In August, a week after the group of five childhood friends aged 19 to 22 vanished in the western state of Jalisco, police found charred bones and four skulls at a property in the area.
Photos and videos emerged showing the men kneeling with their hands bound, and the moment one of them was attacked with a blunt object and a knife.
One clip appeared to show one friend attacking another, presumably forced to do so by their captors.
A man identified as Celestino M. had been taken into custody in connection with the disappearance, the local prosecutor’s office said Wednesday.

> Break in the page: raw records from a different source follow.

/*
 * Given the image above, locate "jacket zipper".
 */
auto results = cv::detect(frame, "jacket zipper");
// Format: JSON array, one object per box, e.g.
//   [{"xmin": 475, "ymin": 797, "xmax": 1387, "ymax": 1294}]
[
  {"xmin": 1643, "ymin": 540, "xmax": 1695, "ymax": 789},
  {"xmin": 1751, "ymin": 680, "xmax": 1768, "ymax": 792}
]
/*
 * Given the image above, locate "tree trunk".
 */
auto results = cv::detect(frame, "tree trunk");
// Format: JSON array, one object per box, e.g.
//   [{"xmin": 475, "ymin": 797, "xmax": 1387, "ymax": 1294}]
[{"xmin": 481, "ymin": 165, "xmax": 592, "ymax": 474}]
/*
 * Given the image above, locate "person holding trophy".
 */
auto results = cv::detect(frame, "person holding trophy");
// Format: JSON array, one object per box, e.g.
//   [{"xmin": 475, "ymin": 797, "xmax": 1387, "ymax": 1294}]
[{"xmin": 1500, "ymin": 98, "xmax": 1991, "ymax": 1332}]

On Monday, authorities announced they had arrested another man, identified as Rogelio M., on charges related to the disappearances in the city of Lagos de Moreno.
The five men were kidnapped on August 11 while they chatted in the working-class neighborhood of San Miguel.
Jalisco Governor Enrique Alfaro previously said their disappearance was “evidently linked to organized crime.”
“We are facing irrational, violent and direct attacks on the stability of Jalisco that demand a reaction from the Mexican state,” he added.
One of the most powerful organized crime groups in Mexico, the Jalisco New Generation cartel, operates in the region and is embroiled in turf wars with rival drug syndicates.
The case has stunned residents of Lagos de Moreno, home to a thriving dairy industry, colonial buildings and flower-filled parks honored as a UNESCO World Heritage Site.
The city has registered more than 400 missing persons since 2009.
Many are believed to have ended up in clandestine graves and crematoria, or their remains dissolved in acid.
News of the arrest comes a week after six teenagers kidnapped in the neighboring state of Zacatecas were confirmed dead.
The 14-to-18-year-olds had been abducted by an armed group after a party less than a week earlier.
Mexico has recorded more than 420,000 murders since the launch of a controversial military anti-drug offensive in 2006.
Since then, the country’s murder rate has tripled to 25 per 100,000 inhabitants.
It has registered more than 110,000 disappearances since 1962, most attributed to criminal organizations.
About 15,000 of those have happened in Jalisco, the highest number among Mexico’s 32 states.